Onset of Action / Duration
Diuretic effect usually begins within 24 to 48 hours; maximum effect may take several days.
Special Populations
- Elderly patients
- Patients with renal impairment
- Patients with hepatic impairment
Pregnancy & Breastfeeding
Use during pregnancy only if the potential benefit justifies the potential risk to the fetus. Spironolactone is excreted in breast milk; caution is advised when administered to nursing mothers.
Key Drug Interactions
- Potassium-sparing diuretics may increase the risk of hyperkalemia when used with other potassium-sparing agents.
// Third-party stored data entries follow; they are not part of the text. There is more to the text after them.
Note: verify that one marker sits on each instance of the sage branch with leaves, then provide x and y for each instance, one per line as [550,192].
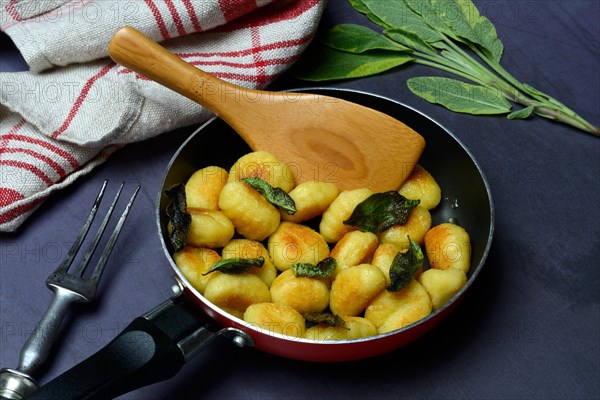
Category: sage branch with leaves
[449,35]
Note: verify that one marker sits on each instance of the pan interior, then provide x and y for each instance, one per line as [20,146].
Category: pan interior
[466,198]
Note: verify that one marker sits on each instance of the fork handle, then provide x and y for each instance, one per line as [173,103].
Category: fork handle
[149,350]
[37,347]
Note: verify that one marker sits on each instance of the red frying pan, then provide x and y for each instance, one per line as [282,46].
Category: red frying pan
[156,345]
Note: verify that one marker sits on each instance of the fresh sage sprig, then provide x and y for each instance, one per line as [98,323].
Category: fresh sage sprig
[380,211]
[232,266]
[323,269]
[179,218]
[404,266]
[449,35]
[276,196]
[326,318]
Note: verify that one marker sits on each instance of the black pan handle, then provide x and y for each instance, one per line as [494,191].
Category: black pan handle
[152,348]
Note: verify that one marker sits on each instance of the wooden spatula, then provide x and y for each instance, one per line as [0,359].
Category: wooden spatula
[351,145]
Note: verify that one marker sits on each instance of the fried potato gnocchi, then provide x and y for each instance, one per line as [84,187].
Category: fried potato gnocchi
[276,318]
[295,243]
[355,328]
[193,262]
[354,248]
[203,187]
[263,165]
[244,248]
[252,215]
[448,246]
[353,289]
[234,293]
[384,256]
[209,228]
[332,226]
[244,223]
[442,284]
[305,295]
[311,199]
[420,185]
[419,222]
[394,310]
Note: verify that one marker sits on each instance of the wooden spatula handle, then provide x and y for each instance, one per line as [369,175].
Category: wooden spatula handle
[134,50]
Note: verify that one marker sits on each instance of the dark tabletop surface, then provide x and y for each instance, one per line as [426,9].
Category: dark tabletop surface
[530,326]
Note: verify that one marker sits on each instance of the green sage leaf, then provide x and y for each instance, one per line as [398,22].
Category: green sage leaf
[425,10]
[358,39]
[180,219]
[334,64]
[232,266]
[410,40]
[362,8]
[521,114]
[380,211]
[459,96]
[404,266]
[326,318]
[275,196]
[323,269]
[463,18]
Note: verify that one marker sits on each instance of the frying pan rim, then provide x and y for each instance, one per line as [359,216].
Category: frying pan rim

- NSAIDs may reduce the diuretic effect of spironolactone.
- ACE inhibitors and ARBs may increase the risk of hyperkalemia.
Contraindications
- Anuria
- Acute renal insufficiency
- Hyperkalemia
- Addison's disease
Common side effects
- Hyperkalemia
- Hypotension
- Dizziness
- Gastrointestinal disturbances
- Gynecomastia
Counselling Points
- Monitor potassium levels regularly during treatment.
- Report any signs of hyperkalemia such as muscle weakness or irregular heartbeat.
- Take the medication as prescribed and do not discontinue without consulting a healthcare provider.
- Avoid potassium supplements and high-potassium foods unless directed by a healthcare provider.
Serious warnings
- Use with caution in patients with renal impairment.
- Monitor blood pressure regularly, especially when initiating therapy.
- Risk of dehydration and electrolyte imbalance; monitor electrolytes periodically.